Co do przyszłego roku zdania są podzielone
Posłowie odbyli wczoraj burzliwą dyskusję, czy i jak obniżać składki na ZUS. Wszyscy się zgadzali, że trzeba to zrobić, jednak niekoniecznie w sposób, jaki zaproponowała wicepremier i minister finansów Zyta Gilowska. Według jej projektu zaaprobowanego już przez rząd składka miałaby spaść o trzy punkty procentowe dla pracowników już od lipca tego roku. Natomiast od stycznia przyszłego roku zmalałaby o kolejne cztery punkty procentowe, po połowie dla pracowników i pracodawców. Zamiast obecnych 13 proc. składka wynosiłaby więc tylko 6 proc. – 1,5 proc. dla zatrudnionych i 4,5 proc. dla przedsiębiorców. Pociągnęłoby to za sobą konieczność wyłożenia z kasy państwa dodatkowych pieniędzy na dofinansowanie Funduszu Ubezpieczeń Społecznych – 3,3 mld zł w tym roku i kolejne 19,3 mld zł w przyszłym. Wicepremier zaznaczyła, że obniżka składki rentowej będzie oznaczać wzrost wynagrodzeń o 9 proc. netto.

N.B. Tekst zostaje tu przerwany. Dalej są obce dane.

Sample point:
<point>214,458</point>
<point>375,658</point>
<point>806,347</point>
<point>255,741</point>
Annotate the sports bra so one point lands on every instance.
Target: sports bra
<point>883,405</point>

Z propozycją Gilowskiej w 100 proc. zgadza się jednak tylko LPR, która mimo wcześniejszych obiekcji dała się przekonać do rządowej wersji obniżki. – Sam manewr nie budził naszych sprzeciwów. Baliśmy się tylko, że jeśli tyle miliardów złotych pójdzie na rekompensatę do FUS, to nie starczy pieniędzy na realizację naszych pomysłów. Wicepremier Zyta Gilowska zapewniła nas jednak, że w przyszłorocznym budżecie znajdą się pieniądze również na te cele – wyjaśnił poseł LPR Szymon Pawłowski.
Liga domagała się 6 mld zł na politykę prorodzinną. Według jej projektu od przyszłego roku każda rodzina mogłaby się rozliczać z fiskusem razem ze swoimi dziećmi.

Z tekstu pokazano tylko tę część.